A Gentle Introduction to Digital Media Steganography

Omar Abdel-Aleem
6 min readApr 15, 2021

That file you downloaded may contain hidden messages that aren’t part of its regular contents.

Photo by Markus Spiske on Unsplash

Introduction

The widespread of data transmission over the Internet and insecure public networks exposes secret data to risky situations. In such case, that secret data become vulnerable to disclosure by whatever it is called, a hacker, an intruder, an attacker, or a bad guy. Secret data can be passwords, secret images, a voice record, license files, document files, etc.

One of the fundamental elements in securing your secret data from any unauthorized disclosure or usage is encryption. Encryption refers to transforming your data into an un-understandable, scrambled form. When an attacker gets access to your secret data, it will be hard for him to figure out what that data means, and even it may be impossible to interpret what secret information behind that scramble.

Another state-of-the-art method for ensuring secure transmission and storage of secret information is steganography. Steganography refers to hiding secret data, called payload, inside another data element that looks innocent and clean on the surface, called cover or host medium.

Digital Media Steganography

The most common form of cover media is an image, audio, and video files. In that cover media that looks like an ordinary and clean file, we hide our sensitive data. In this way, when an attacker gets access to our stored or transmitted data, he will never suspect the existence of any sensitive data.

To achieve a successful steganography scheme, we must have three elements: a cover media, a secret data to hide, and a steganography algorithm. The most common approach to steganography is Least Significant Bit Replacement (LSBR). In order to explain how LSBR steganography works, we need to describe how is data is represented digitally.

Any data, whether they are images, documents, audio files, video files, or executable applications, are stored on the computer as a sequence of binary strings. That is, everything inside the computer is a sequence of 0s and 1s.

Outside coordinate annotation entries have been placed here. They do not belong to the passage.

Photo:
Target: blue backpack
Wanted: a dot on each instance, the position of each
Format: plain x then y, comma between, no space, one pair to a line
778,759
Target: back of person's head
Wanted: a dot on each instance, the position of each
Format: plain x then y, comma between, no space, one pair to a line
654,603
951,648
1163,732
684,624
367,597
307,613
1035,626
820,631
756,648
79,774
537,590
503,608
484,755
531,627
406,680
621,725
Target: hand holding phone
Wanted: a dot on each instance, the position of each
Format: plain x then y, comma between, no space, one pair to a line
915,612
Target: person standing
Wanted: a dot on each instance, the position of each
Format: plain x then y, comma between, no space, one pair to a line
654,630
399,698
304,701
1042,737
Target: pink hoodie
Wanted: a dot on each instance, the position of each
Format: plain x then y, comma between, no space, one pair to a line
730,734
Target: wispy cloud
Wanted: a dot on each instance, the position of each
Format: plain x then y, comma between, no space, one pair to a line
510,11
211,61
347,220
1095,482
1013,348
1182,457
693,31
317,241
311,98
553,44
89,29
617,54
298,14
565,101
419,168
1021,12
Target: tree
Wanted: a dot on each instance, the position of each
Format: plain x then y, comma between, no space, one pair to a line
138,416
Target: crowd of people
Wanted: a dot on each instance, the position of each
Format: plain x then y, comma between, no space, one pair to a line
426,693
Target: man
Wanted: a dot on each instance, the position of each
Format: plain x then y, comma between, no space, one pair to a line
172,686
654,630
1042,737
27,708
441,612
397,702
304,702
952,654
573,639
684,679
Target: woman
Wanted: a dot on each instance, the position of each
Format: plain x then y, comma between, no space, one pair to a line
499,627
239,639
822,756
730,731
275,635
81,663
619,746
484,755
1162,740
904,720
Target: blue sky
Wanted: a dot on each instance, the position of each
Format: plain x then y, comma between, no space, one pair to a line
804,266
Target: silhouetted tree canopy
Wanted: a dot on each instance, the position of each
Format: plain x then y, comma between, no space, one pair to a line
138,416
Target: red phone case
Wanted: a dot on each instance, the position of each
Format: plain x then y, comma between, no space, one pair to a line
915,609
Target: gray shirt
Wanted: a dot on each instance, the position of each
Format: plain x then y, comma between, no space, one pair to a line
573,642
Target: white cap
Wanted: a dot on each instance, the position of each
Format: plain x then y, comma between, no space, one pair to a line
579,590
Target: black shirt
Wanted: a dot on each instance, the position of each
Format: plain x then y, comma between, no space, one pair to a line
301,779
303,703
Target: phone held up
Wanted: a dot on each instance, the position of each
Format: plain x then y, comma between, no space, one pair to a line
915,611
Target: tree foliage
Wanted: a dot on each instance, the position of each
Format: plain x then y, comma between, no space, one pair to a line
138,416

For example, the text “password” is represented by the binary string “0111000001100001011100110111001101110111011011110111001001100100”. The way that a text is converted to a binary string is based on the ASCII table.

ASCII table, shown in the figure below, is a table that lists all characters, symbols, and numbers with its representation as decimal numbers and its corresponding representation in hexadecimal, octal, and HTML representations.

ASCII tables
Figure 1: ASCII tables

So, if we look for the individual characters of the text “password”, we get its decimal representation as “p”=112, “a”=97, “s” =115, …, “d”=100. Each of these decimal numbers is converted to binary.

The same concept is applied for storing images and audio files, but with a little difference. Grayscale images are stored as a 2-dimensional matrix of decimal numbers, where each number is between 0 and 255 representing a pixel value of 8 bits. Meanwhile, RGB images are represented as a 2D matrix of three layers: Red layer, Green layer, and Blue layer, each pixel of the three layers is represented by 8 bits. For audio files, they are represented as a vector of decimal numbers, where each number is represented as 8, 16, 24, 32, or 64 bits.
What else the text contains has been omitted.